Drie beken stromen door het Renkums Beekdal: eentje in het midden op het laagste punt en aan weerszijden van het dal een opgeleide molengoot: de Oliemolenbeek aan de westkant en de Molenbeek aan de oostkant. Dit is een logisch systeem, maar wel theorie. In de praktijk is het een ingewikkeld stelsel van sprengen, goten en beken. De namen van met name de middelste beek wisselen nogal eens, en ook stromen de goten en beken dan weer eens samen en vervolgens splitsen ze zich weer. Dat is logisch, want benedenstrooms van een molen hoef je niet meer op te leiden, dus als er geen molen beneden is, stroomt het water vanzelf het dal weer in. Voor een buitenstaander zijn al die namen niet te onthouden, en voor dit blog ook niet belangrijk, dus ik doe het voor het schema zo: Renkumsebeek in het midden, twee molengoten aan weerszijden. Vandaag de oost-molengoot, de Molenbeek.
Hier de legger van het Renkums Beekdal. Bij het spoor ligt de beek op 16,72 m+NAP, en bij het gemaal onderin op 7,25 m+NAP. Een hoogteverschil van 9, 47 meter (waterschapse precisie) op een lengte van ongeveer 8 km (afgerond): 1 m verval per km.

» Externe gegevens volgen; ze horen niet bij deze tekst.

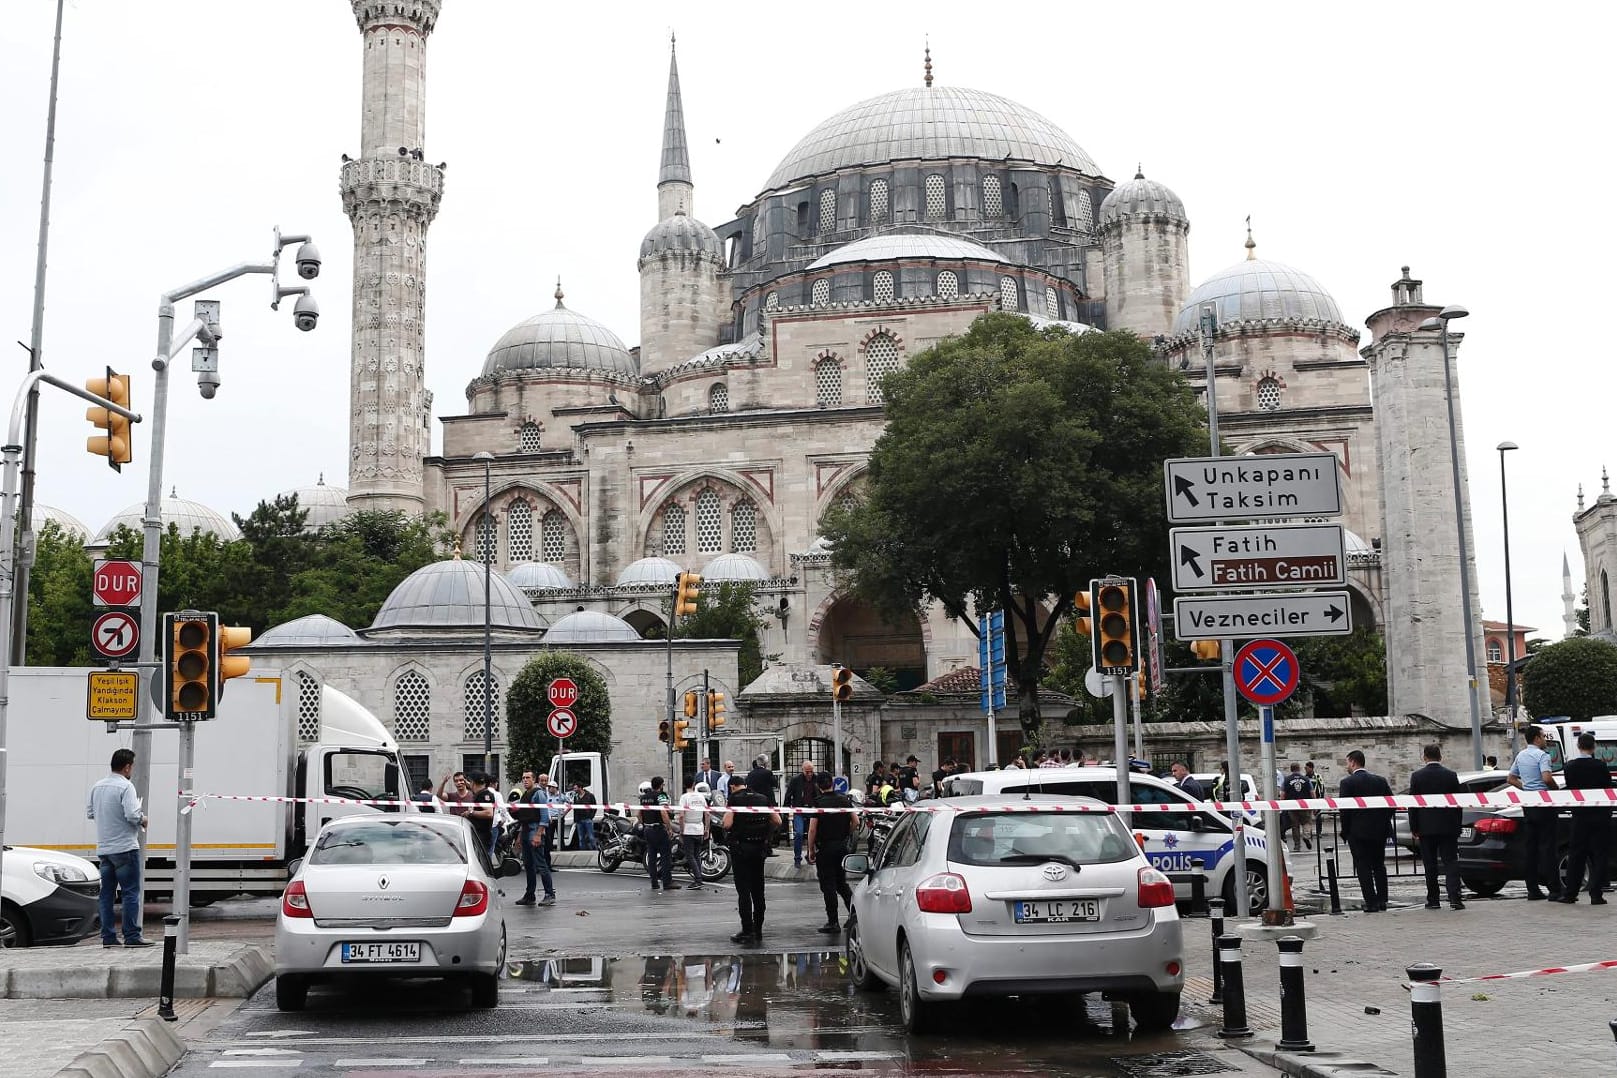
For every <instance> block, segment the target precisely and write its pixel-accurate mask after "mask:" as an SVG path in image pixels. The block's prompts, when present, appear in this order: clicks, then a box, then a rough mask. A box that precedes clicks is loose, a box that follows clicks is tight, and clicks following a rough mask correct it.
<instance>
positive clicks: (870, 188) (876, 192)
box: [870, 179, 888, 225]
mask: <svg viewBox="0 0 1617 1078" xmlns="http://www.w3.org/2000/svg"><path fill="white" fill-rule="evenodd" d="M886 220H888V181H886V179H875V181H872V184H870V223H872V225H881V223H884V221H886Z"/></svg>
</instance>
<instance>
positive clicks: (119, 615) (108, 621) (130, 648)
mask: <svg viewBox="0 0 1617 1078" xmlns="http://www.w3.org/2000/svg"><path fill="white" fill-rule="evenodd" d="M137 646H141V622H137V621H136V619H134V614H131V613H129V611H107V613H105V614H97V617H95V621H94V622H91V648H94V650H95V655H100V656H102V658H108V659H126V658H129V656H131V655H134V650H136V648H137Z"/></svg>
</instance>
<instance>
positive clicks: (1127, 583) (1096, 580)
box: [1090, 577, 1140, 674]
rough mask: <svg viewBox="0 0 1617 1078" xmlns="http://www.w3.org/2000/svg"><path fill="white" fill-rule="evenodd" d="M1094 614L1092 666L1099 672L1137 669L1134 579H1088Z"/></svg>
mask: <svg viewBox="0 0 1617 1078" xmlns="http://www.w3.org/2000/svg"><path fill="white" fill-rule="evenodd" d="M1090 606H1091V608H1093V617H1095V635H1093V637H1091V642H1093V651H1095V669H1096V671H1100V672H1101V674H1134V672H1135V671H1137V669H1140V634H1138V625H1137V624H1135V608H1134V580H1132V579H1114V577H1108V579H1104V580H1091V582H1090Z"/></svg>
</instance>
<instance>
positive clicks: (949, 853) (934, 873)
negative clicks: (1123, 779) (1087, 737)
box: [842, 795, 1184, 1033]
mask: <svg viewBox="0 0 1617 1078" xmlns="http://www.w3.org/2000/svg"><path fill="white" fill-rule="evenodd" d="M1079 803H1082V805H1087V806H1091V808H1095V810H1100V811H1085V813H1075V811H1072V813H1056V811H1048V810H1049V808H1053V806H1054V805H1079ZM842 865H844V868H846V870H847V874H849V878H851V879H852V878H855V876H857V878H860V879H859V882H857V884H855V887H854V923H852V926H851V928H849V931H847V960H849V971H851V975H852V978H854V981H855V983H857V986H859V987H862V989H875V987H880V986H883V984H891V986H894V987H897V991H899V1012H901V1015H902V1018H904V1025H906V1026H907V1028H909V1030H910V1031H912V1033H927V1031H930V1030H936V1028H939V1026H941V1025H946V1021H948V1009H949V1005H951V1004H952V1002H956V1000H962V999H969V997H983V996H1027V994H1074V996H1077V994H1082V992H1106V994H1108V996H1109V997H1112V999H1125V1000H1127V1002H1129V1007H1130V1012H1132V1015H1134V1020H1135V1023H1137V1025H1138V1026H1140V1028H1142V1030H1166V1028H1169V1026H1171V1025H1172V1021H1174V1018H1176V1017H1177V1013H1179V996H1180V991H1182V989H1184V947H1182V939H1180V926H1179V913H1177V910H1176V908H1174V884H1172V881H1169V879H1167V876H1164V874H1163V873H1159V871H1158V870H1155V868H1151V865H1150V863H1148V861H1146V860H1145V855H1143V853H1142V852H1140V847H1138V845H1137V844H1135V842H1134V839H1132V836H1130V834H1129V829H1127V827H1124V824H1122V821H1121V819H1119V818H1117V816H1116V813H1114V811H1112V810H1111V806H1108V805H1104V803H1101V802H1096V800H1093V798H1079V797H1067V798H1058V797H1004V795H999V797H960V798H948V800H939V802H927V810H925V811H907V813H906V815H904V818H902V819H901V821H899V824H897V826H896V827H894V829H893V832H891V834H889V836H888V839H886V842H884V844H883V845H881V849H880V850H878V852H876V853H875V855H873V858H867V857H863V855H857V853H855V855H849V857H847V858H844V861H842Z"/></svg>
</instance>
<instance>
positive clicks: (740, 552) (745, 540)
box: [729, 501, 758, 554]
mask: <svg viewBox="0 0 1617 1078" xmlns="http://www.w3.org/2000/svg"><path fill="white" fill-rule="evenodd" d="M729 548H731V550H733V551H736V553H737V554H750V553H752V551H755V550H758V507H757V506H755V504H752V503H750V501H737V503H736V507H734V509H731V511H729Z"/></svg>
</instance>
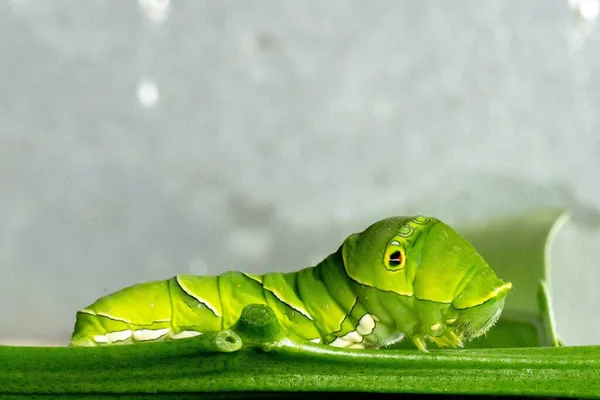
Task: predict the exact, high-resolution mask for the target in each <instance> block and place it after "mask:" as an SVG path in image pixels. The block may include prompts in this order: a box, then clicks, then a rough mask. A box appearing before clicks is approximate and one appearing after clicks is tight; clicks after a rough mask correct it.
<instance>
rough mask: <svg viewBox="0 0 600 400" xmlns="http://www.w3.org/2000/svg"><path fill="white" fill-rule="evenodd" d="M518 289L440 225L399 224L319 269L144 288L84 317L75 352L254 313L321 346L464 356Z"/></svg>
mask: <svg viewBox="0 0 600 400" xmlns="http://www.w3.org/2000/svg"><path fill="white" fill-rule="evenodd" d="M510 289H511V283H510V282H504V281H502V280H501V279H500V278H498V277H497V276H496V274H495V273H494V271H493V270H492V269H491V268H490V266H489V265H488V264H487V263H486V261H485V260H484V259H483V257H482V256H481V255H480V254H479V253H477V251H476V250H475V248H474V247H473V246H472V245H471V244H470V243H469V242H468V241H467V240H465V239H464V238H462V237H461V236H460V235H459V234H458V233H457V232H456V231H455V230H453V229H452V228H451V227H450V226H448V225H446V224H445V223H443V222H442V221H440V220H438V219H435V218H432V217H425V216H413V217H391V218H387V219H384V220H381V221H379V222H376V223H374V224H372V225H370V226H369V227H367V228H366V229H365V230H364V231H363V232H360V233H355V234H352V235H350V236H349V237H348V238H346V239H345V240H344V242H343V243H342V245H341V246H340V247H339V248H338V250H337V251H336V252H334V253H332V254H330V255H329V256H328V257H327V258H325V259H324V260H323V261H322V262H320V263H319V264H317V265H315V266H313V267H308V268H305V269H301V270H299V271H297V272H290V273H281V272H270V273H266V274H264V275H256V274H248V273H244V272H238V271H229V272H225V273H223V274H221V275H217V276H198V275H178V276H174V277H172V278H170V279H167V280H163V281H153V282H145V283H138V284H136V285H133V286H130V287H127V288H125V289H122V290H120V291H117V292H115V293H113V294H109V295H107V296H105V297H102V298H100V299H98V300H97V301H96V302H95V303H93V304H92V305H90V306H88V307H86V308H84V309H81V310H79V311H78V312H77V316H76V323H75V329H74V332H73V336H72V338H71V343H70V344H71V345H72V346H95V345H106V344H130V343H136V342H145V341H157V340H170V339H179V338H184V337H191V336H196V335H200V334H202V333H203V332H206V331H214V330H221V329H226V328H229V327H231V326H232V325H233V324H234V323H235V322H236V321H237V320H238V318H239V316H240V314H241V312H242V309H243V308H244V307H245V306H246V305H248V304H253V303H254V304H256V303H258V304H267V305H268V306H270V307H271V308H272V309H273V311H274V312H275V315H276V316H277V318H278V320H279V322H280V323H281V325H283V326H284V327H286V328H287V329H288V330H289V331H290V332H292V333H294V334H295V335H297V336H299V337H302V338H304V339H306V340H311V341H313V342H316V343H322V344H328V345H331V346H336V347H345V348H380V347H383V346H386V345H390V344H392V343H394V342H397V341H399V340H402V339H403V338H408V339H410V340H411V341H412V342H413V343H414V345H415V346H416V347H417V348H419V349H420V350H421V351H427V342H428V341H429V342H433V343H435V344H436V345H438V346H441V347H445V346H449V347H461V346H462V345H463V344H464V343H465V342H466V341H468V340H471V339H473V338H475V337H478V336H480V335H482V334H483V333H485V332H486V331H487V330H488V329H489V328H490V327H491V326H493V325H494V323H495V322H496V321H497V320H498V318H499V316H500V314H501V312H502V309H503V307H504V300H505V297H506V295H507V294H508V292H509V291H510Z"/></svg>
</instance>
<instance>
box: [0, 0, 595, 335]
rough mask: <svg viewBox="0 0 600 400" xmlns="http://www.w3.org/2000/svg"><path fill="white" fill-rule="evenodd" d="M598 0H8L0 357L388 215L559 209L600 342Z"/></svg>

De bovenstroomse sprengen worden beschouwd als begin van de Molenbeek en al eerder had ik uitgezocht dat hij op oude kaarten begint in De Ginkel. Ik heb zelfs eerder al het hele beekdal van De Ginkel tot aan de Rijn afgelopen.
Vandaag wil ik de oost-molengoot, de Molenbeek, in detail bekijken waarbij ik met name let op de waterwerkjes. De goot begint waar de spreng het beekdal in komt en de molengoten worden opgeleid aan weerszijden van het beekdal. Eigenlijk hoort de bovenstroomse gegraven spreng er ook bij, want je graaft een spreng niet zomaar, dus elke spreng is een Molenbeek. Maar het water in de spreng stroomt wel door het diepste deel van het dal naar beneden, dus als de mens nu zou stoppen met waterknutselen zou dat vanaf nu wel de natuurlijke beekloop zijn.
Ok, de Molenbeek wordt opgeleid vanaf het weitje ongeveer ter hoogte van het Nivonhuis de Bosbeek, vlak onder het bielzen bruggetje dat voor de meeste wandelaars het keerpunt van de wandeling door het dal is. Ik begin daar, zie eerste foto.

Ik loop langs de beek en ben blij verrast door een waterkruising, waar een spreng onder de Molenbeek wordt geleid en de Oliemolenbeek voedt. Onmogelijk om goed op een foto te zetten. De goot ligt vlakbij de bosrand bovenaan op de foto. De duiker van de spreng zie je linksonderin.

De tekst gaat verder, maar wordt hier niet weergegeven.